Paul has had vocal and motor tics since he was about 5 years old. However, he was taught to suppress them through humiliation, exclusion and strife. About 6 years ago - some 20 years later - Paul's tics returned with a vengence. The turning point, our Wedding Day, where the nerves of waiting for me at the alter created a tic in his legs. From there the movements and noises evolved almost daily.
About 3 years ago, we finally made a breakthrough, and Paul was diagnosed with Tourette's Syndrome with Dystonic tremor and cramps.
Paul has been working hard to treat his condition with all sorts of medications and behavioural therapy, none of which have worked.

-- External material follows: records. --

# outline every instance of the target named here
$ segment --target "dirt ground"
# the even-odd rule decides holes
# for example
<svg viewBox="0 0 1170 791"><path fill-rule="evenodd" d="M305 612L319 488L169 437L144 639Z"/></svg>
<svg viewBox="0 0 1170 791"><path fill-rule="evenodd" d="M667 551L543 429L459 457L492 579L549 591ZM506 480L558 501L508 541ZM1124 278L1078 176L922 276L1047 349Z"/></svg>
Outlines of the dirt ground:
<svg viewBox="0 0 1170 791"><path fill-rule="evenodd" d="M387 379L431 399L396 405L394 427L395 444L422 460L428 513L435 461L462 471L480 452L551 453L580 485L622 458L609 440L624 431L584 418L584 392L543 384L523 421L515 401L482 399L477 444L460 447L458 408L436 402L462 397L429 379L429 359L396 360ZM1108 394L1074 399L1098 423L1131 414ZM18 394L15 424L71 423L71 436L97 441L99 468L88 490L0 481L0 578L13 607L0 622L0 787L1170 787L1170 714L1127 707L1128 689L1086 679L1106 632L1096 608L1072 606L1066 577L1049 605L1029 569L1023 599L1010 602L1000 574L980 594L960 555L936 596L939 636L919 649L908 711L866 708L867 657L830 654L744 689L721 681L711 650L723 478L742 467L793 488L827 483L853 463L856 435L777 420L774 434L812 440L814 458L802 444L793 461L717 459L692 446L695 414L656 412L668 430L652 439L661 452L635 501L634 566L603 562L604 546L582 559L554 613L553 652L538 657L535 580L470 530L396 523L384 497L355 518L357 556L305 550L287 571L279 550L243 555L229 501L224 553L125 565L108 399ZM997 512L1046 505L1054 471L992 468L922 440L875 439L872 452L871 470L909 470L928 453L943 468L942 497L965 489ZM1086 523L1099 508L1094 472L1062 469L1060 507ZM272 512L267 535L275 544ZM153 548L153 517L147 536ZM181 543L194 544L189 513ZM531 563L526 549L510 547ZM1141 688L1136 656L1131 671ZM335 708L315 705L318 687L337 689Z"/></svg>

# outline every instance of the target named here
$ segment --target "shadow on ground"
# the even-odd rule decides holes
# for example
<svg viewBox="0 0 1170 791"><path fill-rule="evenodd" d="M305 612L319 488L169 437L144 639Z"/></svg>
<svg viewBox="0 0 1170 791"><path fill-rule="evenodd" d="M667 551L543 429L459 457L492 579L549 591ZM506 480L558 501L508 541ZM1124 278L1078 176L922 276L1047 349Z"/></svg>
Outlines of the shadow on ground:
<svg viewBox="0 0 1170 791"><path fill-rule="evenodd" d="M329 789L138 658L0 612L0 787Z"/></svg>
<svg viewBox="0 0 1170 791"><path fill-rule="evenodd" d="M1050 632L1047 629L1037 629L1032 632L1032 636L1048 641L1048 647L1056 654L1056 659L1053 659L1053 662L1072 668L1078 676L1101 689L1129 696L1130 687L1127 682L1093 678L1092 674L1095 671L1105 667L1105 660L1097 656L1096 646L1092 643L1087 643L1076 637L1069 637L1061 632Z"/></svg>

Some have even resulted in potentially irreversable and permanent side affects (Tardive Dyskanisia and Akathisia). Paul's Doctors have now described his condition to be labelled as non-medicine responsive and our last option is Deep Brain Stimulation - Brain Surgery.
We are looking for the help and support from our family, friends and community as this surgery has become available to Paul in as little as only a month away! This is both terrifying and exciting. Yet, more terrifying as we have very little time to arrange our finances that depend on Paul's income, as I have been home raising our son, Caden (nearly 5 years old). We need help to cover travel costs, our bills, food and above all Paul's recovery (which can take up to 12 months potentially), as we have been left with little to no savings and very little paid leave as we have been on this journey for so long.
Caden is super excited that daddy is finally getting the surgery, that he will soon stop ticcing and he will be able to play endlessly with him.
I am looking forward to being able to lay in Paul's arms without his arms moving around.
Paul is looking forward to not looking at everyone in envy, wanting so badly to stop moving or making silly sounds.
I humbly thank everyone who contributes to this cause. You are helping our family remain whole in this troubling time.